Step 3: Add authentication details

To integrate with external systems, you must configure authentication details. At the moment, only Basic Authentication is supported. A more general token-based authentication will be supported soon.

Click to copy

apiVersion: telemetry.kyma-project.io/v1alpha1
kind: TracePipeline
metadata:
  name: jaeger
spec:
  output:
    otlp:
      endpoint:
        value: http://tracing-jaeger-collector.kyma-system.svc.cluster.local:4317
      authentication:
        basic:
          user:
            value: myUser
          password:
            value: myPwd

Step 4: Add authentication details from Secrets

Integrations into external systems usually require authentication details dealing with sensitive data.

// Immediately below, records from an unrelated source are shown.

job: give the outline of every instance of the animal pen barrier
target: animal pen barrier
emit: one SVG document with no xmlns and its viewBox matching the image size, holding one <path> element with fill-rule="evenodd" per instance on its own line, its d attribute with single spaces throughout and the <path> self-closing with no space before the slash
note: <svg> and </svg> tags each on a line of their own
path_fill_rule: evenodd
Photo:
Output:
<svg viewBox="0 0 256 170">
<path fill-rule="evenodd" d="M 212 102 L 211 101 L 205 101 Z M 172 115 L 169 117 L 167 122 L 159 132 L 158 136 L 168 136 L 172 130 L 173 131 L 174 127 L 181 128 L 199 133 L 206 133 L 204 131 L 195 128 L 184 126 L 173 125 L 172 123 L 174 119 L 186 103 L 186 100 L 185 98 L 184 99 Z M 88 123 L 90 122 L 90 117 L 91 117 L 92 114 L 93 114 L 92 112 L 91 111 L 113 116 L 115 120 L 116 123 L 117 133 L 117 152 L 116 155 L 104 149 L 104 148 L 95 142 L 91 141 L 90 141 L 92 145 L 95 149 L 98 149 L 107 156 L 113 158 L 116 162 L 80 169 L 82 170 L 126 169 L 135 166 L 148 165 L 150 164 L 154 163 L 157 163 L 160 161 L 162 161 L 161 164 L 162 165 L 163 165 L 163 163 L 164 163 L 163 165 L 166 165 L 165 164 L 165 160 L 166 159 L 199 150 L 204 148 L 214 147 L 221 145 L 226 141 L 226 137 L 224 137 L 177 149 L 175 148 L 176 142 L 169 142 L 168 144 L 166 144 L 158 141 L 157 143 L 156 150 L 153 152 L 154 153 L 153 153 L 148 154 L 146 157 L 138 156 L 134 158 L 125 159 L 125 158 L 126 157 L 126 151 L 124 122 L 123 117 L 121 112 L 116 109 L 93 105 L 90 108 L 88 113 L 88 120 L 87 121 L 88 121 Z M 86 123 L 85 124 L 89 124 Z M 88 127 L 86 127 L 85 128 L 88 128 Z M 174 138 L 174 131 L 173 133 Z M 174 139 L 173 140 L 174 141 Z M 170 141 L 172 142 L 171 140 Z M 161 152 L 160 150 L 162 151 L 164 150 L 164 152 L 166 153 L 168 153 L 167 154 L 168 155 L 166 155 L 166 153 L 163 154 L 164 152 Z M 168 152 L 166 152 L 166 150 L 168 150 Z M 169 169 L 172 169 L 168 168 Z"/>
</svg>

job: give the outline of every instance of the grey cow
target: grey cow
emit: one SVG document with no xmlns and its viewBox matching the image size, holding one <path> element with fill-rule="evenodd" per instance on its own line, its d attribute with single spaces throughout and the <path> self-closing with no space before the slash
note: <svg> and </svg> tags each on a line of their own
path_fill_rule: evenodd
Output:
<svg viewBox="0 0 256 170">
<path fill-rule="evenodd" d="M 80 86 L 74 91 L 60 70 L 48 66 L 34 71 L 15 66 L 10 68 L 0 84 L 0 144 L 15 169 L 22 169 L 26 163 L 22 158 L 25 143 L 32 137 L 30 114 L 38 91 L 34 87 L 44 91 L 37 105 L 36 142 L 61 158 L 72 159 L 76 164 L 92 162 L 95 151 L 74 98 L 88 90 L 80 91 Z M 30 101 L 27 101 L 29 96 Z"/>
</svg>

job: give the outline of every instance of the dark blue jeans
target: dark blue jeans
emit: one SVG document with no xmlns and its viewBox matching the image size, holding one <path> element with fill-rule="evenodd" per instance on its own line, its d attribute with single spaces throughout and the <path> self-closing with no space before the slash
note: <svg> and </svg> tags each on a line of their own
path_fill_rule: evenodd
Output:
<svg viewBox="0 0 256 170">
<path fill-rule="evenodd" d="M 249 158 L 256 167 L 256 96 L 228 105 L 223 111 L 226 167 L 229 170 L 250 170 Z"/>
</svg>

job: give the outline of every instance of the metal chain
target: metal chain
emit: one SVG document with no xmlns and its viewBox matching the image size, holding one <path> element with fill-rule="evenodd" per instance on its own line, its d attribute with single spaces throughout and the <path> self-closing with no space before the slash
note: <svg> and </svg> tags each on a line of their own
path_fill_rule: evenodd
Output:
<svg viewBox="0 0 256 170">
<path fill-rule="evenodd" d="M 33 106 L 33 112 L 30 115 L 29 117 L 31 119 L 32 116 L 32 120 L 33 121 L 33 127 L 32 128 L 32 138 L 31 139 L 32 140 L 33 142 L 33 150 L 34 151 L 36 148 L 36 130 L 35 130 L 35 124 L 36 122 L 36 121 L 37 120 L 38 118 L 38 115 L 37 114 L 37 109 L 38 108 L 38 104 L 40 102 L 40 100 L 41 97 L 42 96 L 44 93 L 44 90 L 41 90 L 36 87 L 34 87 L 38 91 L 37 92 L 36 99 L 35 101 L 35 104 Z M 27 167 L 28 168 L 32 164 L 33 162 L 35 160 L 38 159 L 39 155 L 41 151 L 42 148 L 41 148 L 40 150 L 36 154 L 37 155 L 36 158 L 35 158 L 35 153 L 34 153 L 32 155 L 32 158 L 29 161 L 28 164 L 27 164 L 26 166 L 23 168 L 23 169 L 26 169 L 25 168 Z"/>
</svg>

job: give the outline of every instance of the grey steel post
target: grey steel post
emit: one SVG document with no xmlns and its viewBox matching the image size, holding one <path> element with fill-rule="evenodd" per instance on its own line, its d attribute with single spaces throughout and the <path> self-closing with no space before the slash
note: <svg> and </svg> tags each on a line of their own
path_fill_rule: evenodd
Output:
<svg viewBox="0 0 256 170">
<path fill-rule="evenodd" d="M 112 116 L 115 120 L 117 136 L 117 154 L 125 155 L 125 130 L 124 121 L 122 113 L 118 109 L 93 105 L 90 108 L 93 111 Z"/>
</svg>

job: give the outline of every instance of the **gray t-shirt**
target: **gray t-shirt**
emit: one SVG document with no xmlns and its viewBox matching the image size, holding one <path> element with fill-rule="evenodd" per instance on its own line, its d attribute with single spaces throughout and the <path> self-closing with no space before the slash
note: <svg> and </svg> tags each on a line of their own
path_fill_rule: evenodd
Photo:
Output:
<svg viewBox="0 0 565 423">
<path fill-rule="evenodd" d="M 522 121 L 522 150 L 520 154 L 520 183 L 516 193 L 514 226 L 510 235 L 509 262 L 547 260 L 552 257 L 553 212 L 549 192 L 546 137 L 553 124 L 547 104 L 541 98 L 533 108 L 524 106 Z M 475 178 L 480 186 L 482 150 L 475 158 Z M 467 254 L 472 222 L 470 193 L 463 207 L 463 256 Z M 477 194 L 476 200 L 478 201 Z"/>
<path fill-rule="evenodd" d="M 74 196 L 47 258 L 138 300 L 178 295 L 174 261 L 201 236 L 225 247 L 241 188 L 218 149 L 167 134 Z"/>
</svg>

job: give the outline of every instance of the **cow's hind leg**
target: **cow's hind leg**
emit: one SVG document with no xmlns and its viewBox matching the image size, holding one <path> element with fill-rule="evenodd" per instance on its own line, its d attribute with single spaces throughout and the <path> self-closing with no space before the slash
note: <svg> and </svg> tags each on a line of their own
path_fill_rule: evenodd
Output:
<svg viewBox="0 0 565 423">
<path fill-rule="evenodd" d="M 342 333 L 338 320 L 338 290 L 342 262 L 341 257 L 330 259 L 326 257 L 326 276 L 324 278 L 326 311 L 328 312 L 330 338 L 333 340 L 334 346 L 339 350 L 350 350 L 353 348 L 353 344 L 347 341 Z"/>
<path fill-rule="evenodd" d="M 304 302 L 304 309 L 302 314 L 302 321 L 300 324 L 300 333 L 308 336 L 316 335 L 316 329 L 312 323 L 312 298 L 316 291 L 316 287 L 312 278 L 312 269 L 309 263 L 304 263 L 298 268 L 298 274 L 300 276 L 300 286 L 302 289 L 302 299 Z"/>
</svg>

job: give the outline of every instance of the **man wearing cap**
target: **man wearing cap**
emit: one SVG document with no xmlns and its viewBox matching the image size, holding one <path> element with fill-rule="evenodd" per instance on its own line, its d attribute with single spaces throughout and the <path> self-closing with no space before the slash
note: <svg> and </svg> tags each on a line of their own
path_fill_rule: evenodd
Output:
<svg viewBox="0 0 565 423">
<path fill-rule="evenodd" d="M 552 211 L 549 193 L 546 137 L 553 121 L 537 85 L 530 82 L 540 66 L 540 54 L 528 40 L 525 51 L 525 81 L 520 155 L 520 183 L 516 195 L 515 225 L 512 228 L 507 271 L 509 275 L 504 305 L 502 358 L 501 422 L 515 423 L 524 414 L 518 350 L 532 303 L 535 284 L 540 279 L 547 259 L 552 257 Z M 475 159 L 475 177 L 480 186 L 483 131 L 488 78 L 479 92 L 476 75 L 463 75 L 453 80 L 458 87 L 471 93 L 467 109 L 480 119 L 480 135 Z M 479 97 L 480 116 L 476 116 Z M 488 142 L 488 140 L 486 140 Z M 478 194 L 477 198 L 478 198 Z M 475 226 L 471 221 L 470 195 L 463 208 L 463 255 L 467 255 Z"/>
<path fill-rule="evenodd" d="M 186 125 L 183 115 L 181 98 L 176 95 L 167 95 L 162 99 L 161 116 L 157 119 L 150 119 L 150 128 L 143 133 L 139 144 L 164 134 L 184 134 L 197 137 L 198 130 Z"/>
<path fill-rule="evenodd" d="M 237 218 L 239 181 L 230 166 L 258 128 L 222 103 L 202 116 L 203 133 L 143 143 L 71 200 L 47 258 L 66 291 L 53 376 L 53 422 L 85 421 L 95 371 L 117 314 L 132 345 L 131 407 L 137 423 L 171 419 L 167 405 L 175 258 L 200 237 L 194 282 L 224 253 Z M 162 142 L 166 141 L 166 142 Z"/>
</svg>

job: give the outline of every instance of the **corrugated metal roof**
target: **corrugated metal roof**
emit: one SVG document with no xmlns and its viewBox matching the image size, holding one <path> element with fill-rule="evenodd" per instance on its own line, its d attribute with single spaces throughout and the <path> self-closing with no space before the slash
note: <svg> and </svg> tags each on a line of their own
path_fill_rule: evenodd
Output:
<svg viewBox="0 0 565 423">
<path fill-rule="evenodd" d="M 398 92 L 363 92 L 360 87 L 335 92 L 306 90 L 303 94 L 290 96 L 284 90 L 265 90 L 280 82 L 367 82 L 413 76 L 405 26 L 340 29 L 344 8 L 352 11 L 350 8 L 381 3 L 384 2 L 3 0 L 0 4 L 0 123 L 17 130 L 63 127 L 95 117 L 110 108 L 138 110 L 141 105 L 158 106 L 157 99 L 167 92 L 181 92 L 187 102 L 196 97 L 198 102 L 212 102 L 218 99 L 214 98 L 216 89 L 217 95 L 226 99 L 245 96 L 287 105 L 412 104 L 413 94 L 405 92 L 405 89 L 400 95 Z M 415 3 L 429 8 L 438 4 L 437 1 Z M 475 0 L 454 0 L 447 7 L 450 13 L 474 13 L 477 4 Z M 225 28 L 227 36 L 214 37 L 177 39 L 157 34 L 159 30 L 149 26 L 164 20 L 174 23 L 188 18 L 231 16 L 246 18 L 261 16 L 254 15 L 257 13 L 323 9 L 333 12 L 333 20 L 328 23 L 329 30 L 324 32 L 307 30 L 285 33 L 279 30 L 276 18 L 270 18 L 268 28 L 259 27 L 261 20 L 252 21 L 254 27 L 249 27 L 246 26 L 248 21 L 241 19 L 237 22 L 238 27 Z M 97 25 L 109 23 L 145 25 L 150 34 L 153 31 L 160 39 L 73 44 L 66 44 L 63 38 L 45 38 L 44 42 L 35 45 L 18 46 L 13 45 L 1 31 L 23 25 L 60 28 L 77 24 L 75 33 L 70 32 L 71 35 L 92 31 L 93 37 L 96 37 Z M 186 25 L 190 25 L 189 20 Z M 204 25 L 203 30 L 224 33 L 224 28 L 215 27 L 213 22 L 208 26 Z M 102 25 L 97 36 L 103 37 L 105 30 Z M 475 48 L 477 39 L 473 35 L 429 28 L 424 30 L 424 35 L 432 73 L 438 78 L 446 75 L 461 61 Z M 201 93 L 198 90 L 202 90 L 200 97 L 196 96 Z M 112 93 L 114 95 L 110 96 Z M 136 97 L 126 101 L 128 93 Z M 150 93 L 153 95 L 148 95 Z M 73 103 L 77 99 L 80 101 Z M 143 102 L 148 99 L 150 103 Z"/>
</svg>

To handle that data properly in Secrets, TracePipeline supports the reference of Secrets.

Use the valueFrom attribute to map Secret keys as in the following example:

Click to copy

apiVersion: telemetry.kyma-project.io/v1alpha1
kind: TracePipeline
metadata:
  name: jaeger
spec:
  output:
    otlp:
      endpoint:
        valueFrom:
            secretKeyRef:
                name: backend
                namespace: default
                key: endpoint
      authentication:
        basic:
          user:
            valueFrom:
              secretKeyRef:
                 name: backend
                 namespace: default
                 key: user
          password:
            valueFrom:
              secretKeyRef:
                 name: backend
                 namespace: default
                 key: password

The related Secret must fulfill the referenced name and Namespace, and contain the mapped key as in the following example:

Click to copy

kind: Secret
apiVersion: v1
metadata:
  name: backend
  namespace: default
stringData:
  endpoint: https://myhost:4317
  user: myUser
  password: XXX

Step 5: Rotate the Secret

As used in the previous step, a Secret referenced with the secretKeyRef construct can be rotated manually or automatically. For automatic rotation, update the Secret's actual values and keep the Secret's keys stable. TracePipeline watches the referenced Secrets and detects changes, so the Secret rotation takes immediate effect. When using a Secret owned by the SAP BTP Operator, you can configure credentialsRotationPolicy with a specific rotationFrequency to achieve an automated rotation.

Limitations

The trace collector setup is designed using the following assumptions:

The collector has no autoscaling options yet and has a limited resource setup of 1 CPU and 1 GiB Memory
Batching is enabled, and a batch will contain up to 512 Spans/batch
An unavailability of a destination must be survived for 5 minutes without direct loss of trace data
An average span consists of 40 attributes with 64 character length

It results in the following limitations:

Throughput

The maximum throughput is 4200 span/sec ~= 15.000.000 spans/hour. If more data needs to be ingested, it can result in a refusal of more data.

Unavailability of output

The destination can be unavailable for up to 5 minutes; a retry for data will be up to 5min, and then data is dropped.

No guaranteed delivery

The used buffers are volatile, and the data can be lost on the otel-collector instance crash.

Single TracePipeline support

Only one TracePipeline resource at a time is supported at the moment.